Emsal Mahkeme Kararı Bakırköy 5. Asliye Ticaret Mahkemesi 2021/219 E. 2022/401 K. 14.04.2022 T.

Görüntülediğiniz mahkeme kararı henüz kesinleşmemiştir. Yararlı olması amacıyla eklenmiştir.

T.C. BAKIRKÖY 5. ASLİYE TİCARET MAHKEMESİ

ESAS NO : 2021/219
KARAR NO : 2022/401

DAVA : İtirazın İptali (Ticari Nitelikteki Hizmet Sözleşmesinden Kaynaklanan)
DAVA TARİHİ : 05/03/2021
KARAR TARİHİ : 14/04/2022
KARAR YAZIM TARİHİ : 19/04/2022
Mahkememizde görülmekte olan İtirazın İptali (Ticari Nitelikteki Hizmet Sözleşmesinden Kaynaklanan) davasının yapılan açık yargılaması sonunda,
GEREĞİ DÜŞÜNÜLDÜ:
Davacı vekili dava dilekçesinde özetle; müvekkili ile davalı arasındaki ticari ilişki nedeniyle fatura alacağının tahsili amacıyla Küçükçekmece …….. İcra Müdürlüğünün ……. Esas sayılı dosyası ile davalı hakkında icra takibi başlattıklarını, davalının söz konusu takibe itiraz ettiğini, takibin durduğunu, davalının itirazının haksız ve usule aykırı olduğunu ve iptaline karar verilmesini, %20’den aşağı olmamak kaydıyla icra inkar tazminatına hükmedilmesini talep ve dava etmiştir.
Davalı vekili cevap dilekçesinde özetle; müvekkili şirketin davacı tarafla herhangi bir mutabakatı olmadığını, davacı tarafça düzenlenen faturaların geri iade gönderildiğini, ticari bir iş ilişkisinin ilk hareket noktası olan icap ve kabul esaslarının hiçbir şekilde sağlanmadığı halde fatura kesilip talep edilmeyen bir hizmetin müvekkilden tahsili zımnında icra takibi başlatılması açıkça davacı tarafın kötü niyetli hareket ettiğinin gösterdiğini belirterek davanın reddini talep etmiştir.
Mahkememizce Küçükçekmece ……. İcra Müdürlüğünün …….. Esas sayılı takip dosyası incelenmiş, incelenmesinde alacaklısının …….. Hizmetleri Ticaret Limited Şirketi, borçlusunun ……… Banyo Aksesuarları Kalıp Ve Plastik Sanayi Ticaret Limited Şirketi olduğu, 8.850,00TL üzerinden icra dairesinde ilamsız icra takibi açıldığı, davacının davasını açmasında hukuki yararının olduğu, ödeme emrinin borçluya usulüne uygun tebliğ edildiği ve borçlunun süresinde itiraz etmesi sonucu takibin durduğu anlaşılmıştır.
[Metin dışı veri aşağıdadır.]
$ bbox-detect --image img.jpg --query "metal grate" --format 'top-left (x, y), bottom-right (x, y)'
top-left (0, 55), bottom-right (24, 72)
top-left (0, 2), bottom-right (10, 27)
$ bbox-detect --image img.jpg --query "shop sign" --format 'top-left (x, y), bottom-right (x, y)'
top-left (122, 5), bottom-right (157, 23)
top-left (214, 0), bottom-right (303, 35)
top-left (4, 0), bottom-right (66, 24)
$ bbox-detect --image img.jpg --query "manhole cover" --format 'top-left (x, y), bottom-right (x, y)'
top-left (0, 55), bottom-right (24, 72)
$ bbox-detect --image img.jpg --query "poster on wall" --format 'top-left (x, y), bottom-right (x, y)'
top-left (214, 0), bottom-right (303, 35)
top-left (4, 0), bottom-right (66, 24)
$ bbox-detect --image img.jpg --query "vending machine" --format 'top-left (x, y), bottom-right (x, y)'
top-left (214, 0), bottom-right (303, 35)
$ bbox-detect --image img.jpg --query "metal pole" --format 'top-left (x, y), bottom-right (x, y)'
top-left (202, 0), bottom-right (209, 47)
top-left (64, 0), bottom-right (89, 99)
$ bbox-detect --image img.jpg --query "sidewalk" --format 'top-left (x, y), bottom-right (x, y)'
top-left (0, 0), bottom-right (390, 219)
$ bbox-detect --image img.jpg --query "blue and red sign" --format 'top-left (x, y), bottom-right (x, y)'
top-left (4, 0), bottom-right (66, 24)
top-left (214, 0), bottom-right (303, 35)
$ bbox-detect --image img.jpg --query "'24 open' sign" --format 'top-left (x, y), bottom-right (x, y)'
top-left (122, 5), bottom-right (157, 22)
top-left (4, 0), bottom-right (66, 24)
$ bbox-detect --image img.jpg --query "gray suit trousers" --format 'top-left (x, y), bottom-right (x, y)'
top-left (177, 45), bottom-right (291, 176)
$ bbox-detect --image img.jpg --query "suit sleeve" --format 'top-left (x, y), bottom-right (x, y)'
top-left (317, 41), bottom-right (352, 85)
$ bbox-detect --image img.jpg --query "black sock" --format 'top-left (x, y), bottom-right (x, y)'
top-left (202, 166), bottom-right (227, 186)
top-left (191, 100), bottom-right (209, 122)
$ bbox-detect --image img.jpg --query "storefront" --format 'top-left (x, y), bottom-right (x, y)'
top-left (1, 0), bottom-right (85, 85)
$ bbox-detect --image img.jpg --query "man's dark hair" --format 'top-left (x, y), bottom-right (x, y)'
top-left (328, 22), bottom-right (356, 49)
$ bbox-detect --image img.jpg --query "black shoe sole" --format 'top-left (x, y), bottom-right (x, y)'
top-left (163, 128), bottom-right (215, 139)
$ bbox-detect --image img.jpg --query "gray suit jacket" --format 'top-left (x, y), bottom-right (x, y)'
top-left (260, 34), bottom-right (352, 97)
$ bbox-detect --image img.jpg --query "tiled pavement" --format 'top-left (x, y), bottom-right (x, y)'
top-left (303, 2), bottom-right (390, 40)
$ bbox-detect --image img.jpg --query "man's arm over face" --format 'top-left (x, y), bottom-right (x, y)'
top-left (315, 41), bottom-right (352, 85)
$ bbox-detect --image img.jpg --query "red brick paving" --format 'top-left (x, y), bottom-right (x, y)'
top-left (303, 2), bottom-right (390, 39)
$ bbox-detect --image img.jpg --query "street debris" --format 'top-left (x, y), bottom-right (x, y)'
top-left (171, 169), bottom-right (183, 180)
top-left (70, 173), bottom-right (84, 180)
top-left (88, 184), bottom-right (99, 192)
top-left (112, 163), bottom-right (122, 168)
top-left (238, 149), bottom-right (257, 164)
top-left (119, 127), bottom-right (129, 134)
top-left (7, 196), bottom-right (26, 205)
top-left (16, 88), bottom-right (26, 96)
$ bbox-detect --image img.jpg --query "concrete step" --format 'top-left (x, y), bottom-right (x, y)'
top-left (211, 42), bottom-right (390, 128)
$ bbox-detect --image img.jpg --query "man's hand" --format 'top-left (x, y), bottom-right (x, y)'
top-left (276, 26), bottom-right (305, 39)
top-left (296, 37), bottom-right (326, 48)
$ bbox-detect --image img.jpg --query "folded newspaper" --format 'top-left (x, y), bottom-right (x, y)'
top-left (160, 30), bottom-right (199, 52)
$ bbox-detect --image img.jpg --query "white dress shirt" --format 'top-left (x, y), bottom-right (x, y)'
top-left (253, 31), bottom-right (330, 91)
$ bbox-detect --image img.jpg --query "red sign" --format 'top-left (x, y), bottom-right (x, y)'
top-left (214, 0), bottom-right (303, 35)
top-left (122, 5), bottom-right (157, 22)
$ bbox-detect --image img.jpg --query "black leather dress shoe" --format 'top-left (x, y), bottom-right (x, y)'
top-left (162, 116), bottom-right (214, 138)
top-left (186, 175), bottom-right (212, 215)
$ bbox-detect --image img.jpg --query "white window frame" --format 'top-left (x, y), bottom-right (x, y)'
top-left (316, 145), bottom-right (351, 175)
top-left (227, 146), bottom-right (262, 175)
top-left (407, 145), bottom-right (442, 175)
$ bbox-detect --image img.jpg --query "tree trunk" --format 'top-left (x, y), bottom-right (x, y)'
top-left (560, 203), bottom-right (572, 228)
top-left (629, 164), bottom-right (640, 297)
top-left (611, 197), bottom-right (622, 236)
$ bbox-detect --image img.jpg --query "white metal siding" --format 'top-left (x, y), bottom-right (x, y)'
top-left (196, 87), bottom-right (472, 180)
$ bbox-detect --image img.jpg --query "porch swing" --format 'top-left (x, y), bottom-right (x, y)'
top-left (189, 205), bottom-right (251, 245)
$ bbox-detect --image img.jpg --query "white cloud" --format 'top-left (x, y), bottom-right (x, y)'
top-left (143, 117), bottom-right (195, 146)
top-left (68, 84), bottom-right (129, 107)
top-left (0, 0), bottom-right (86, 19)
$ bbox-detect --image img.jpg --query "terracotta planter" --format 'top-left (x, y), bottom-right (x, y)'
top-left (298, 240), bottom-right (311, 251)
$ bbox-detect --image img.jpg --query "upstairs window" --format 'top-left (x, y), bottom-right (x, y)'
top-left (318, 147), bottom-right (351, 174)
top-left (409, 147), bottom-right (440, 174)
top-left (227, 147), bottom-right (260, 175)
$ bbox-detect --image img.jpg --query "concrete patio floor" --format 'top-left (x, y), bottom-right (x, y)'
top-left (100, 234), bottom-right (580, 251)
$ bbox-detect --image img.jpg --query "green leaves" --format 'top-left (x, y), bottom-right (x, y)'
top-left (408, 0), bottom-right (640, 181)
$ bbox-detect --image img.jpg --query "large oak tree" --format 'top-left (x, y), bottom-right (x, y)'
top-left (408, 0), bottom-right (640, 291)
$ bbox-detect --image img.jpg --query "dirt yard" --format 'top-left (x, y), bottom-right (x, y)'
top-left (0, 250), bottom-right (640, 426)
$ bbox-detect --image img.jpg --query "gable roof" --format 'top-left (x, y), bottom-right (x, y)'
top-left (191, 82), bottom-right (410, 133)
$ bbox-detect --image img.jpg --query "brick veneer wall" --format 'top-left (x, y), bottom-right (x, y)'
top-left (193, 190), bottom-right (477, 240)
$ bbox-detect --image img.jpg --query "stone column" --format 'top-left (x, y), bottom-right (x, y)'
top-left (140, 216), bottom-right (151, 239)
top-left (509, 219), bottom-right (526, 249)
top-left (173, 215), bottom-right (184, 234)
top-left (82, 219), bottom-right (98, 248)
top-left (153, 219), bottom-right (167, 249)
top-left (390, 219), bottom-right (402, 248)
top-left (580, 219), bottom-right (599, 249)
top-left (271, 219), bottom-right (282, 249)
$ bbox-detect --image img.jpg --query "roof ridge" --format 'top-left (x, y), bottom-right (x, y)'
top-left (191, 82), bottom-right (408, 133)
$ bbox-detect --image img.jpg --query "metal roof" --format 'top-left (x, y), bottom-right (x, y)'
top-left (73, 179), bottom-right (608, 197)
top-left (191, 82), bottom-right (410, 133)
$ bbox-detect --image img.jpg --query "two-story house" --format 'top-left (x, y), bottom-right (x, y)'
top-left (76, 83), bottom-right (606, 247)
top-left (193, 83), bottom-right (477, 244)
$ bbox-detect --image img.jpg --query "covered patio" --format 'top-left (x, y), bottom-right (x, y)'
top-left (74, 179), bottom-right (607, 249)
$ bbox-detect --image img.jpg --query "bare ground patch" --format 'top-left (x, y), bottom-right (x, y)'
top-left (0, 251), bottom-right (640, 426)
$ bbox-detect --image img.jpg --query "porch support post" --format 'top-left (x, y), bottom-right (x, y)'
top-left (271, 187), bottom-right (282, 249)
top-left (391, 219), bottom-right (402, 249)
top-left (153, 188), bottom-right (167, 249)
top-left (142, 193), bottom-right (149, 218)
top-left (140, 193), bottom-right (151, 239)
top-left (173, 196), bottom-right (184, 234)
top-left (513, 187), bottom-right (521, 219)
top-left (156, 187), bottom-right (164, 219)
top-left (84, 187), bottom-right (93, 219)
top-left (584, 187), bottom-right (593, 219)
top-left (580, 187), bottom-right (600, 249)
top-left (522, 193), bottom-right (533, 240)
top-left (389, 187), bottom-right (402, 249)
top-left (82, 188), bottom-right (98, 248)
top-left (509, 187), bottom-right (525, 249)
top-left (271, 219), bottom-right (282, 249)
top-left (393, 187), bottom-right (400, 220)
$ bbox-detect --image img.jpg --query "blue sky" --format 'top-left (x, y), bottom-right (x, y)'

Davacının itirazın iptali davasını 1 yıllık hak düşürücü sürede açtığı anlaşılmıştır.
Mahkememiz dosyasına SMM bilirkişisinden rapor aldırılmış, SMM bilirkişi ……… tarafından düzenlenen 02/03/2022 tarihli bilirkişi raporda özetle; “Davacı yasal defter kayıtları incelendiğinde davacının icra takip tarihi itibariyle davalıdan 8.850,00 TL alacaklı olduğu yönde bakiyesinin bulunduğunu, davalı yasal defter kayıtları incelendiğinde davalının icra takip tarihi itibariyle davacıya 0,00TL borcu olduğu yönde bakiyesinin bulunduğunu, Mahkemece …… muhteviyatının davalının talebi ile davacı yanca hazırlandığı kabulü neticesinde davacının davalıdan icra takip tarihi itibariyle talep edebileceği asıl alacak tutarı 8.850,00TL olarak hesaplandığını, Mahkeme aksi görüşte ise davacının icra takip tarihi itibariyle talep edebileceği asıl alacak tutarı -sıfır- 0,00TL olarak hesaplandığını, 12.11.2019 İcra Takip Tarihinden sonda Davalı tarafından Davacıya ödeme yapılmadığını, davacı tarafça icra takip tarihine kadar işlemiş faiz talep edilmediğinden icra takip tarihine kadar işlemiş faiz hesaplanmadığını, davacı alacağının kabulü halinde, Davacının Takip Tarihi 12.11.2019 itibariyle 8.850,00TL alacaklı olduğu, 12.11.2019 takip tarihinden itibaren asıl alacağa temerrüt faiz talep ettiği, 3095 sayılı Kan.Tacirler arasında faiz oranı olması nedeniyle uygun olduğu, değişen oranlarda uygulanması gerektiğini” belirtmiştir.
Dava, İİK’nun 67. Maddesi gereğince itirazın iptali talebine ilişkindir.
Her iki tarafın ticari defterleri sahibi lehine delil niteliği taşımaktadır. Ancak ticari defterlerin karşılıklı olarak birbiri ile uyumlu olmadığı anlaşılmıştır.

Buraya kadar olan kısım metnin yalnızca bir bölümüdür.